This Luxurious Connemara Hotel Is Like Stepping Into Another World
When it comes to booking into a hotel, there are a few simple things that most people look for. If you're anything like us, comfort is obviously a huge selling point, along with great food and a decent list of things to do.
Pretty standard requirements for any hotel worth its salt, we're sure you'll agree. Throw in some of the most helpful staff we've had the pleasure to meet, and some of the most picturesque scenery we've ever seen and you've got yourselves the Irish staycation of your dreams.
When we stayed at Ballynahinch Castle Hotel in Connemara, we were met with all this and so much more. As hidden gems go, things don't get much better.
Upon arrival, we availed of afternoon tea in the Owenmore Restaurant overlooking the Ballynahinch River and our expectations were exceeded by the scenery that greeted us through the rain-soaked window right next to our table.
The estate on which the hotel is built contains over 600 acres of mature wooded grounds brimming with history and character.
As we sampled an array of delectable sandwiches, scones and cakes, and sipped tea and Prosecco it felt like we'd stepped right into a fairy tale.
After tea, it was time to leave the restaurant behind, don the provided wellies and experience the vast estate for ourselves.
We took a guided walk which brought us along the old railway line and over the river where we were treated to a lesson in fly fishing.
Ballynahinch is a fisherperson's dream with ample space to unwind and cast a few lines with resident tutor Cyril. If that's not enough, the hotel also has its own fishing boat which takes people from nearby Roundstone out to various islands around the Connemara coast in search of the west coast's freshest cod and lobster. More about that later.
Once we had made our way back in the early evening it was time to unwind before dinner. While it was difficult to choose between hanging out in our spacious and luxurious bedroom or chilling by one of the hotel's six wood fireplaces with a perfectly poured pint, we managed to squeeze in a bit of both.
Having worked up quite the appetite it was time to settle back into the Owenmore where we were greeted by a menu which would cater for anyone's tastes. Understandably, given the setting of the castle, fish was a common sight on the menu.
We sampled both the gurnard and the duck and we were not disappointed as both tasted absolutely delightful.

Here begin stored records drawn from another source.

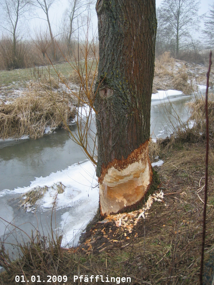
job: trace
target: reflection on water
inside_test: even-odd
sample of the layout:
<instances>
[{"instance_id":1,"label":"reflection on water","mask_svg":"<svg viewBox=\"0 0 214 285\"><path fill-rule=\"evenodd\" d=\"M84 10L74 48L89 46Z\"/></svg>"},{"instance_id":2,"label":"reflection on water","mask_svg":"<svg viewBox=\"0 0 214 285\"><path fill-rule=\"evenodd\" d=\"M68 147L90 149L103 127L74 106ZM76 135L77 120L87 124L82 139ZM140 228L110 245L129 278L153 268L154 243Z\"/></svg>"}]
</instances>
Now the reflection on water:
<instances>
[{"instance_id":1,"label":"reflection on water","mask_svg":"<svg viewBox=\"0 0 214 285\"><path fill-rule=\"evenodd\" d=\"M152 102L151 133L153 137L164 137L171 133L171 122L177 115L184 121L188 117L185 103L189 96L170 98L160 103ZM175 125L176 125L175 124ZM73 131L75 125L71 127ZM92 126L94 131L95 126ZM85 159L80 146L62 129L34 141L27 139L0 142L0 191L28 186L35 177L45 177Z\"/></svg>"}]
</instances>

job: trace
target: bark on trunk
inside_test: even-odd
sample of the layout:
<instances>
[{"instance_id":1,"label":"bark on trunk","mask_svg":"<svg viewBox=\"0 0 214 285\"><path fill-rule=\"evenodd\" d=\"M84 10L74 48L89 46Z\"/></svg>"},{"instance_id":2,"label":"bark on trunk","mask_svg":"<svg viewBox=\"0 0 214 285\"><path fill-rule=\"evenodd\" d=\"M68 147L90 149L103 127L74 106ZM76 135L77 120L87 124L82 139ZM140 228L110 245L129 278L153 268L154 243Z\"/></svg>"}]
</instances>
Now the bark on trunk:
<instances>
[{"instance_id":1,"label":"bark on trunk","mask_svg":"<svg viewBox=\"0 0 214 285\"><path fill-rule=\"evenodd\" d=\"M100 60L95 107L101 214L143 197L148 157L157 21L155 0L98 0Z\"/></svg>"}]
</instances>

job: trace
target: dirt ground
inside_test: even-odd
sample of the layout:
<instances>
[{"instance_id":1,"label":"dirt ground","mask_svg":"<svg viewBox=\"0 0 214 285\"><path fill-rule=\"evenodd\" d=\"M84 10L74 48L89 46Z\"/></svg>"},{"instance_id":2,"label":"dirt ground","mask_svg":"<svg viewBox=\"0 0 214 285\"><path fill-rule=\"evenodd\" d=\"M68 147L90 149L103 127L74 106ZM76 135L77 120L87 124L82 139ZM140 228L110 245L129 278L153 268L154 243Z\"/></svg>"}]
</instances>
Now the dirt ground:
<instances>
[{"instance_id":1,"label":"dirt ground","mask_svg":"<svg viewBox=\"0 0 214 285\"><path fill-rule=\"evenodd\" d=\"M199 284L205 153L203 143L184 144L173 150L163 165L155 168L160 180L157 192L162 190L163 197L161 201L154 201L145 219L138 218L138 211L137 215L94 221L75 249L76 254L88 257L84 263L86 274L92 274L92 268L98 270L91 258L89 262L93 256L98 264L103 260L104 276L110 276L115 262L121 275L131 277L132 284ZM209 159L205 284L211 284L214 274L212 148Z\"/></svg>"}]
</instances>

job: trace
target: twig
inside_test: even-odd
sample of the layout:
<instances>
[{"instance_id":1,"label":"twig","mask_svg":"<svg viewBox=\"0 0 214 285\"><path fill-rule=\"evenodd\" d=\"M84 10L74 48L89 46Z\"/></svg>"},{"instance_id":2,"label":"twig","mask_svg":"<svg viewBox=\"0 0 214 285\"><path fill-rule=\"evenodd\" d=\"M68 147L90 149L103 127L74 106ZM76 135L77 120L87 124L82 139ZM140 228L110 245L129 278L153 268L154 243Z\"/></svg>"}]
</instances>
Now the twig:
<instances>
[{"instance_id":1,"label":"twig","mask_svg":"<svg viewBox=\"0 0 214 285\"><path fill-rule=\"evenodd\" d=\"M165 257L165 256L166 256L166 255L167 254L167 253L168 253L169 251L169 250L170 250L170 249L171 248L171 246L172 245L172 241L171 242L171 243L170 244L170 245L169 246L169 249L166 252L165 254L164 254L164 255L163 255L163 256L162 257L162 258L161 258L161 259L160 259L160 260L159 260L159 261L158 261L157 262L157 263L156 264L156 265L158 265L158 264L159 263L159 262L160 262L160 261L161 261L161 260L163 260L163 258Z\"/></svg>"},{"instance_id":2,"label":"twig","mask_svg":"<svg viewBox=\"0 0 214 285\"><path fill-rule=\"evenodd\" d=\"M212 52L209 54L209 61L208 71L207 74L207 89L206 90L205 111L206 112L206 162L205 168L205 186L204 188L204 206L203 213L203 232L201 244L201 268L199 276L200 285L203 284L203 268L204 255L204 245L206 233L206 216L207 202L207 184L208 182L208 158L209 154L209 118L208 117L208 89L209 88L209 79L212 64Z\"/></svg>"}]
</instances>

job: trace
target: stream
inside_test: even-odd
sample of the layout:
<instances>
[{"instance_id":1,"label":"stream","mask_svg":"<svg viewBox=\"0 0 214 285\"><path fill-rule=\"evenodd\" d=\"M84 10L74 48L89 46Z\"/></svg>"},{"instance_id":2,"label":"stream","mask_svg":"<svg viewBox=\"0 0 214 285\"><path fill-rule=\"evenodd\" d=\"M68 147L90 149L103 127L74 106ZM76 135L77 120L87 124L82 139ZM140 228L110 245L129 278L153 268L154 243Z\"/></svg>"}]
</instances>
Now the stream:
<instances>
[{"instance_id":1,"label":"stream","mask_svg":"<svg viewBox=\"0 0 214 285\"><path fill-rule=\"evenodd\" d=\"M167 96L161 96L161 99L152 97L153 138L171 133L177 116L183 122L188 118L186 103L191 97L175 90L169 96L170 101ZM75 125L71 127L74 131ZM63 246L77 245L80 234L96 213L99 201L95 169L86 159L80 147L63 129L35 140L0 141L0 242L5 242L12 257L18 249L15 250L11 244L29 240L32 230L48 235L51 221L53 232L63 234ZM66 190L58 195L54 204L54 198L56 200L53 186L59 182ZM28 212L20 206L22 194L45 185L52 188L36 209Z\"/></svg>"}]
</instances>

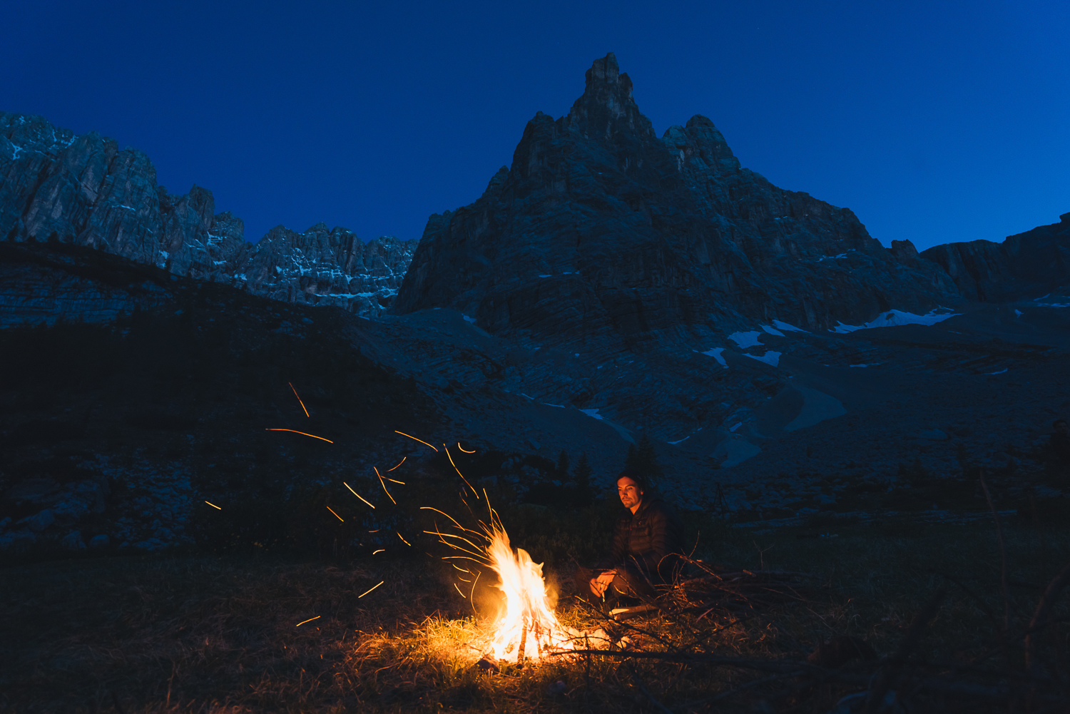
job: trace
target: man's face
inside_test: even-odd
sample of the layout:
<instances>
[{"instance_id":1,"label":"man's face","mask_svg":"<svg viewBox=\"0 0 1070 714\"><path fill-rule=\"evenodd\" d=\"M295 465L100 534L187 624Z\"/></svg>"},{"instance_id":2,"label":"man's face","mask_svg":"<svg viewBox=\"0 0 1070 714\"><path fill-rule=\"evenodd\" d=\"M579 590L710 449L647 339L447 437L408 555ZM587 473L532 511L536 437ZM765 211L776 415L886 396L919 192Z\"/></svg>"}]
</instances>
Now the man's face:
<instances>
[{"instance_id":1,"label":"man's face","mask_svg":"<svg viewBox=\"0 0 1070 714\"><path fill-rule=\"evenodd\" d=\"M625 508L633 508L643 500L643 491L639 490L636 482L628 476L616 482L616 492Z\"/></svg>"}]
</instances>

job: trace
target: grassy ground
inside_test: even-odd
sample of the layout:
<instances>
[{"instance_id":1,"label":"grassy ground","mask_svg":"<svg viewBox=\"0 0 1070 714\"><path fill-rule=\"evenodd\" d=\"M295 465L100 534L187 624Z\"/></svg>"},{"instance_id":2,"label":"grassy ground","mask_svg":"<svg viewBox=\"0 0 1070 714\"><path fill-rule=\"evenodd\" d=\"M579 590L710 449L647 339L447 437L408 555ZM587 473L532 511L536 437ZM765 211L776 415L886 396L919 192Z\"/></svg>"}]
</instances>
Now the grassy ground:
<instances>
[{"instance_id":1,"label":"grassy ground","mask_svg":"<svg viewBox=\"0 0 1070 714\"><path fill-rule=\"evenodd\" d=\"M706 562L812 573L800 591L806 597L742 619L684 613L631 621L638 631L618 625L616 635L628 635L640 650L664 651L699 633L715 655L771 663L800 663L819 642L847 635L887 655L932 593L947 586L915 659L946 670L996 645L976 666L1022 666L1020 644L998 648L1005 602L991 523L855 525L824 537L703 526L698 555ZM1013 640L1043 586L1070 562L1070 529L1008 522L1005 541ZM808 684L708 662L636 657L562 658L488 672L474 666L478 648L471 644L478 645L484 623L447 568L424 556L348 563L112 557L10 567L0 574L0 710L825 712L865 688L844 678ZM567 582L564 559L549 575ZM562 586L563 620L597 626L569 595ZM1065 621L1067 608L1056 614ZM310 618L317 619L297 624ZM1058 627L1065 642L1070 631L1065 622ZM769 681L733 694L761 679ZM989 711L984 699L941 702L942 711Z\"/></svg>"}]
</instances>

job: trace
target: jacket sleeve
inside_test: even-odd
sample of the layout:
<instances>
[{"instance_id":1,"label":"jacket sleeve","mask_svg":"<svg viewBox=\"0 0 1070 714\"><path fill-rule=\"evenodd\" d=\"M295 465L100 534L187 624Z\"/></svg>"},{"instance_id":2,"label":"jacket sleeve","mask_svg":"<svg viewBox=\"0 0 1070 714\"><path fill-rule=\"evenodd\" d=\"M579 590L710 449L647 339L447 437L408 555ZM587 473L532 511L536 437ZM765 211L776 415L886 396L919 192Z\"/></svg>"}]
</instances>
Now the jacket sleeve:
<instances>
[{"instance_id":1,"label":"jacket sleeve","mask_svg":"<svg viewBox=\"0 0 1070 714\"><path fill-rule=\"evenodd\" d=\"M656 573L666 556L679 550L681 529L676 519L664 508L652 510L647 518L649 548L637 560L647 573Z\"/></svg>"}]
</instances>

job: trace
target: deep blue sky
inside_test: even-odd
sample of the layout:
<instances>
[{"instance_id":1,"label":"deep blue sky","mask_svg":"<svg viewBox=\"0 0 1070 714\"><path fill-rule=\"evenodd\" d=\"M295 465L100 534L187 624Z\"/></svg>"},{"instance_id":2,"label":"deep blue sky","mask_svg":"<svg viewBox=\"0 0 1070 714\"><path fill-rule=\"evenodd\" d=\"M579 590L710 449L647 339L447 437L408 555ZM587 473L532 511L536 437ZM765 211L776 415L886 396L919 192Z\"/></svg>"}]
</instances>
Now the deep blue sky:
<instances>
[{"instance_id":1,"label":"deep blue sky","mask_svg":"<svg viewBox=\"0 0 1070 714\"><path fill-rule=\"evenodd\" d=\"M0 110L146 151L246 240L320 221L419 238L607 51L659 135L706 115L744 166L885 245L998 241L1070 211L1065 0L7 0L2 16Z\"/></svg>"}]
</instances>

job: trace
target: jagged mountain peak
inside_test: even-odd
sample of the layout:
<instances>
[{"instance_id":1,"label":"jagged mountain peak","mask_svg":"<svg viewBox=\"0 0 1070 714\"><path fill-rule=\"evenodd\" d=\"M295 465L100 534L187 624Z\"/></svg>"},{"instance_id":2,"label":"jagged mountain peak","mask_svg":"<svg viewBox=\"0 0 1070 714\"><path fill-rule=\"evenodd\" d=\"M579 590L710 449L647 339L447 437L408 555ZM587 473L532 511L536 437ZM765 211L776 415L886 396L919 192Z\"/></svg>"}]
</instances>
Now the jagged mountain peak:
<instances>
[{"instance_id":1,"label":"jagged mountain peak","mask_svg":"<svg viewBox=\"0 0 1070 714\"><path fill-rule=\"evenodd\" d=\"M654 137L654 127L631 96L631 79L621 73L613 52L595 60L584 78L583 94L567 117L570 128L607 139L621 132Z\"/></svg>"},{"instance_id":2,"label":"jagged mountain peak","mask_svg":"<svg viewBox=\"0 0 1070 714\"><path fill-rule=\"evenodd\" d=\"M612 54L567 116L536 113L478 200L430 217L413 267L398 312L456 307L492 331L597 335L607 349L958 299L945 273L897 261L849 209L740 168L707 117L659 139Z\"/></svg>"},{"instance_id":3,"label":"jagged mountain peak","mask_svg":"<svg viewBox=\"0 0 1070 714\"><path fill-rule=\"evenodd\" d=\"M43 117L0 112L0 238L89 245L178 275L240 285L289 302L378 315L397 291L416 241L318 223L276 226L258 243L215 213L212 192L171 194L141 151Z\"/></svg>"}]
</instances>

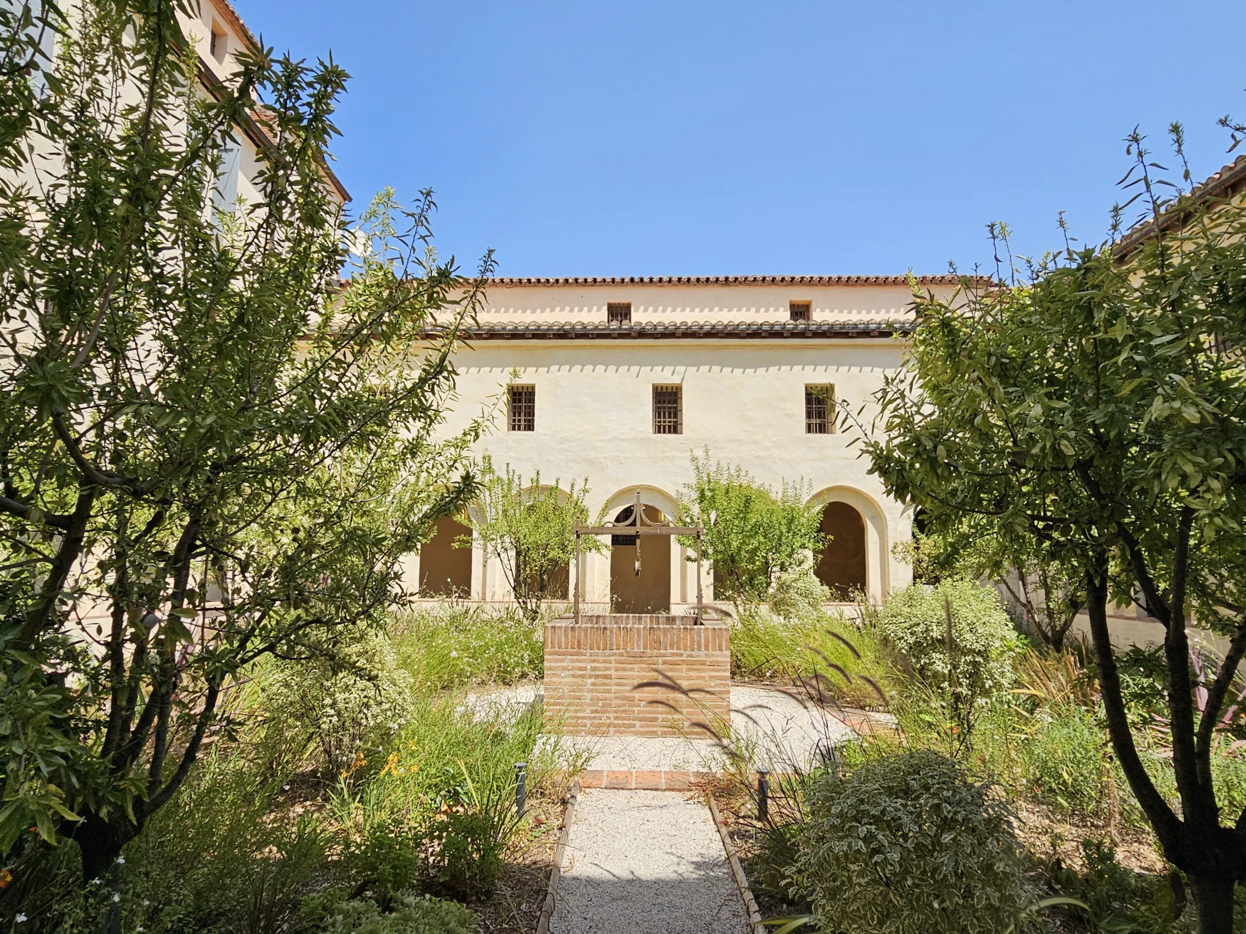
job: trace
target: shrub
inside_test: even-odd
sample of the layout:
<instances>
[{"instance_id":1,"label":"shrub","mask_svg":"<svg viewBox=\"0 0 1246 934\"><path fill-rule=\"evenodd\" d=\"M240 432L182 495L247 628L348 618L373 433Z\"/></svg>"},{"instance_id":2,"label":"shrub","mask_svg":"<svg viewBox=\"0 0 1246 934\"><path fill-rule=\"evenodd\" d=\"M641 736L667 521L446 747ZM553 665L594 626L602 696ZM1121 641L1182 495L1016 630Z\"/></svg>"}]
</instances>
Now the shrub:
<instances>
[{"instance_id":1,"label":"shrub","mask_svg":"<svg viewBox=\"0 0 1246 934\"><path fill-rule=\"evenodd\" d=\"M1065 814L1094 817L1111 782L1103 730L1075 704L1034 715L1025 743L1027 778L1039 797Z\"/></svg>"},{"instance_id":2,"label":"shrub","mask_svg":"<svg viewBox=\"0 0 1246 934\"><path fill-rule=\"evenodd\" d=\"M825 934L997 934L1035 900L1008 806L934 752L825 773L807 811L789 884Z\"/></svg>"},{"instance_id":3,"label":"shrub","mask_svg":"<svg viewBox=\"0 0 1246 934\"><path fill-rule=\"evenodd\" d=\"M420 687L515 684L540 679L545 628L518 609L442 604L396 616L390 638L399 665Z\"/></svg>"},{"instance_id":4,"label":"shrub","mask_svg":"<svg viewBox=\"0 0 1246 934\"><path fill-rule=\"evenodd\" d=\"M780 574L770 592L770 609L786 620L807 619L822 613L831 590L811 570Z\"/></svg>"},{"instance_id":5,"label":"shrub","mask_svg":"<svg viewBox=\"0 0 1246 934\"><path fill-rule=\"evenodd\" d=\"M265 745L298 763L309 747L330 771L375 756L406 722L411 675L384 633L363 630L333 651L278 661L262 679Z\"/></svg>"},{"instance_id":6,"label":"shrub","mask_svg":"<svg viewBox=\"0 0 1246 934\"><path fill-rule=\"evenodd\" d=\"M809 567L822 549L822 507L806 502L804 482L779 489L743 467L710 463L709 448L692 456L693 482L679 496L689 526L705 529L701 555L714 567L714 597L738 603L765 600L780 574ZM680 539L693 547L693 539Z\"/></svg>"},{"instance_id":7,"label":"shrub","mask_svg":"<svg viewBox=\"0 0 1246 934\"><path fill-rule=\"evenodd\" d=\"M515 763L536 787L556 748L537 747L541 711L510 722L481 717L454 697L420 699L384 766L334 796L346 874L391 895L419 883L464 899L487 895L502 853L522 827L515 816Z\"/></svg>"},{"instance_id":8,"label":"shrub","mask_svg":"<svg viewBox=\"0 0 1246 934\"><path fill-rule=\"evenodd\" d=\"M817 684L856 706L885 704L886 664L873 635L841 616L816 614L786 621L761 606L741 605L731 621L731 676L787 681L821 675Z\"/></svg>"},{"instance_id":9,"label":"shrub","mask_svg":"<svg viewBox=\"0 0 1246 934\"><path fill-rule=\"evenodd\" d=\"M878 625L934 690L982 697L1013 682L1020 640L999 597L972 580L944 580L933 588L915 584L893 593Z\"/></svg>"},{"instance_id":10,"label":"shrub","mask_svg":"<svg viewBox=\"0 0 1246 934\"><path fill-rule=\"evenodd\" d=\"M151 934L284 930L300 895L326 864L326 834L309 814L269 819L280 778L237 750L213 750L169 803L123 849L123 928ZM11 866L0 892L4 930L98 930L78 894L81 866L72 842L35 843ZM108 898L101 887L92 895Z\"/></svg>"},{"instance_id":11,"label":"shrub","mask_svg":"<svg viewBox=\"0 0 1246 934\"><path fill-rule=\"evenodd\" d=\"M343 902L329 913L324 934L476 934L476 917L456 902L404 894L392 914L371 902Z\"/></svg>"}]
</instances>

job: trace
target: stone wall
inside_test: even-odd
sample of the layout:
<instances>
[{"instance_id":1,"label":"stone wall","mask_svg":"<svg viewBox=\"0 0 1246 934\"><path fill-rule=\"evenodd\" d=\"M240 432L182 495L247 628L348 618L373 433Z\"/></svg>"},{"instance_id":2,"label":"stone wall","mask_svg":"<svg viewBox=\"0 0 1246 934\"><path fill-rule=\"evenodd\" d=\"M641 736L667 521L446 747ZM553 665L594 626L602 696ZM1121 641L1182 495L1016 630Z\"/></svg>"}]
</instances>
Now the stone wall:
<instances>
[{"instance_id":1,"label":"stone wall","mask_svg":"<svg viewBox=\"0 0 1246 934\"><path fill-rule=\"evenodd\" d=\"M678 684L688 695L647 681ZM708 736L730 717L725 623L693 616L563 616L546 624L546 722L571 736ZM669 705L669 706L668 706Z\"/></svg>"}]
</instances>

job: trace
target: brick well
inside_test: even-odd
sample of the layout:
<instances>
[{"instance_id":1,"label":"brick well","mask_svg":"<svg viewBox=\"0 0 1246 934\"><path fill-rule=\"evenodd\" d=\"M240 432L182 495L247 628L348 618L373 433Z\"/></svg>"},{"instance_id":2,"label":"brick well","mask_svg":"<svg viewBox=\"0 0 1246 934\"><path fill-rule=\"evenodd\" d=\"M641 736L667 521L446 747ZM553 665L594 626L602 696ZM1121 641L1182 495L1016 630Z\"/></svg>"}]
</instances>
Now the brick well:
<instances>
[{"instance_id":1,"label":"brick well","mask_svg":"<svg viewBox=\"0 0 1246 934\"><path fill-rule=\"evenodd\" d=\"M659 672L692 696L635 687L663 680ZM546 624L545 715L564 734L706 736L689 724L729 720L730 697L730 635L721 620L698 626L693 616L612 614Z\"/></svg>"}]
</instances>

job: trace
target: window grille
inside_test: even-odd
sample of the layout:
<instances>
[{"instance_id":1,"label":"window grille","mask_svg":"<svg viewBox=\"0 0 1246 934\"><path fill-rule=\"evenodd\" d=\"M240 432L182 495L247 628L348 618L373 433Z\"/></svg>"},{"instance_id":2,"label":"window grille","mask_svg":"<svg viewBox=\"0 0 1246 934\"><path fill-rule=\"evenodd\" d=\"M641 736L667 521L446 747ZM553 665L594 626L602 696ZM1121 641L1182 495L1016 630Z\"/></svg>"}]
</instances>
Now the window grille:
<instances>
[{"instance_id":1,"label":"window grille","mask_svg":"<svg viewBox=\"0 0 1246 934\"><path fill-rule=\"evenodd\" d=\"M680 386L653 387L653 433L683 435L684 406Z\"/></svg>"},{"instance_id":2,"label":"window grille","mask_svg":"<svg viewBox=\"0 0 1246 934\"><path fill-rule=\"evenodd\" d=\"M805 386L805 433L835 433L834 386Z\"/></svg>"},{"instance_id":3,"label":"window grille","mask_svg":"<svg viewBox=\"0 0 1246 934\"><path fill-rule=\"evenodd\" d=\"M537 430L537 387L508 386L506 396L511 431Z\"/></svg>"}]
</instances>

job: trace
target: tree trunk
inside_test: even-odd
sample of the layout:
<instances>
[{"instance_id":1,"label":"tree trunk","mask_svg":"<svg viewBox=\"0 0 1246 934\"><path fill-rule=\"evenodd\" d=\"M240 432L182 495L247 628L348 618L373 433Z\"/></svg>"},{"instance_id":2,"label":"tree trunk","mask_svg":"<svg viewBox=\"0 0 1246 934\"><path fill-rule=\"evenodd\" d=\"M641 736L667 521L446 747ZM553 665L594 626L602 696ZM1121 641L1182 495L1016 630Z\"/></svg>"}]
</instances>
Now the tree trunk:
<instances>
[{"instance_id":1,"label":"tree trunk","mask_svg":"<svg viewBox=\"0 0 1246 934\"><path fill-rule=\"evenodd\" d=\"M121 848L132 828L87 814L70 836L82 853L82 888L101 934L121 934Z\"/></svg>"},{"instance_id":2,"label":"tree trunk","mask_svg":"<svg viewBox=\"0 0 1246 934\"><path fill-rule=\"evenodd\" d=\"M1199 913L1199 934L1232 934L1235 885L1232 879L1190 877L1194 907Z\"/></svg>"}]
</instances>

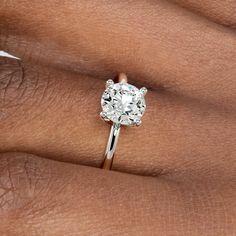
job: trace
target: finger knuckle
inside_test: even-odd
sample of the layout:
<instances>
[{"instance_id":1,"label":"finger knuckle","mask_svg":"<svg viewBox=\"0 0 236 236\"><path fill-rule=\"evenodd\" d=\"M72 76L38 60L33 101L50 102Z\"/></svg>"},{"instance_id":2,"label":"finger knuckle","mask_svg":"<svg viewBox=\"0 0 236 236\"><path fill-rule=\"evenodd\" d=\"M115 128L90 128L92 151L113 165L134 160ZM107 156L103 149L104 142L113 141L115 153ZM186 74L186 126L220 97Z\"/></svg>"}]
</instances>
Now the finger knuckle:
<instances>
[{"instance_id":1,"label":"finger knuckle","mask_svg":"<svg viewBox=\"0 0 236 236\"><path fill-rule=\"evenodd\" d=\"M48 170L48 169L47 169ZM44 213L38 204L50 189L51 173L45 173L45 164L33 155L2 154L0 157L0 232L12 233L12 222L26 225ZM41 196L44 197L41 197ZM41 199L41 200L40 200ZM43 210L42 210L43 211ZM17 228L17 227L16 227Z\"/></svg>"}]
</instances>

While Ballynahinch Castle is located in close proximity to both Clifden and Roundstone, if relaxing is the name of the game then there really is no need to go in search of nightlife. Everything you need is right there on site.
With this in mind, we enjoyed a couple of after dinner drinks in the homely setting of the Fisherman's pub. Here, you'll find the kind of atmosphere not unlike the one you'd find down your local. Management mingles with staff and guests alike as the hotel winds down after another busy day.
We even managed to catch the tail end of a performance by a local trad group which was being lapped up by the host of international guests who had traveled from as far afield as America, Australia and beyond to get a true taste of the Irish countryside experience.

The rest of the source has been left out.